As mentioned earlier, Maria's career journey toward wound care wasn't straightforward, yet her previous experiences opened her mind and gave her an edge. Her holistic approach to the healing process allows her to look for clues that aren't necessarily obvious and pushes her to go deeper to find a solution to each case. Maria appreciates all the knowledge she gained working in different specialties and advises students to have similar experiences. There's much more to a medical specialty than the discipline itself, and medicine is constantly changing, even more so since the COVID-19 pandemic. For example, our parents and grandparents remember how clinicians would visit them in their homes, and we are now partially reverting to that service model.
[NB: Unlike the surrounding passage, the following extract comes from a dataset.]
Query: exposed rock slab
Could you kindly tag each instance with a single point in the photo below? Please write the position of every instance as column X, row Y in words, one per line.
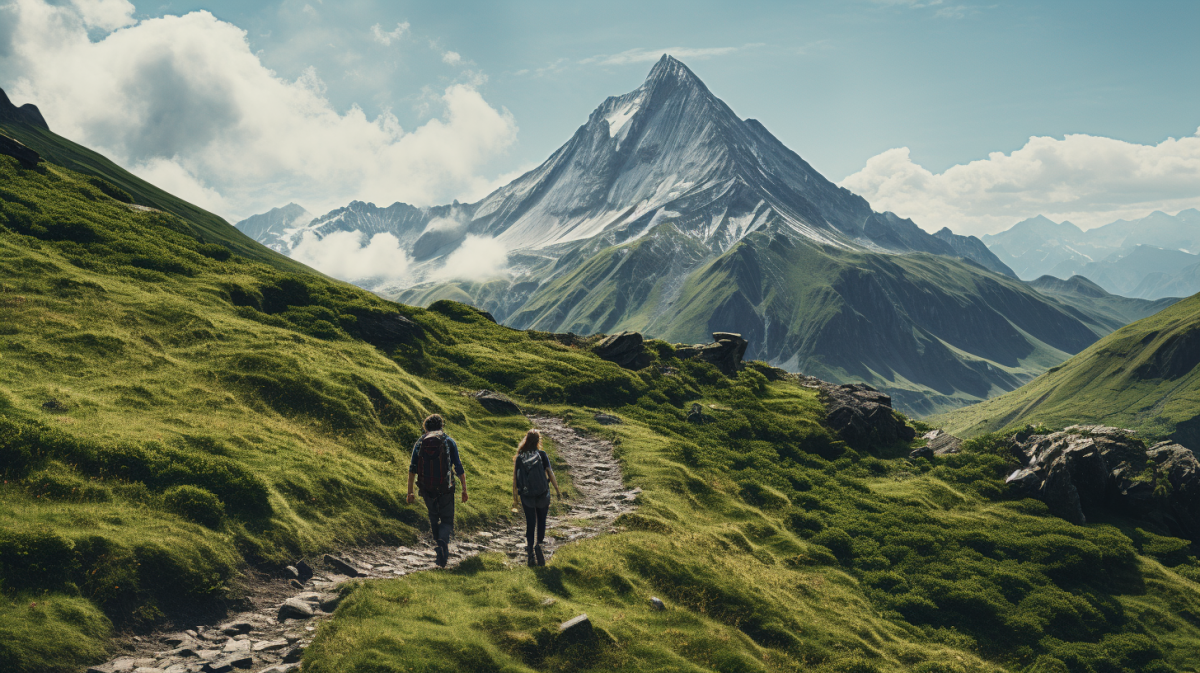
column 624, row 349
Maria says that, because of this, students should keep an open mind and consider their options from a broader perspective.

When Maria isn’t working, she tries to make time to connect with students at all education levels to discuss the different aspects of medicine with them. She believes that the best way to encourage people from minority or underprivileged backgrounds to pursue a career in medicine is to expose them to a clinical environment at an early age. Direct contact with clinicians and patients can spark student curiosity and passion for the medical profession.  

 

We thank Maria for this interview and for bringing up many important and sensitive topics. We are particularly grateful to her for highlighting the gaps in medical education relating to skin color and wound care. We echo her in encouraging a more understanding approach to patients of color, as well as fostering a more diverse clinician workforce. In other words, embracing diversity makes us better clinicians.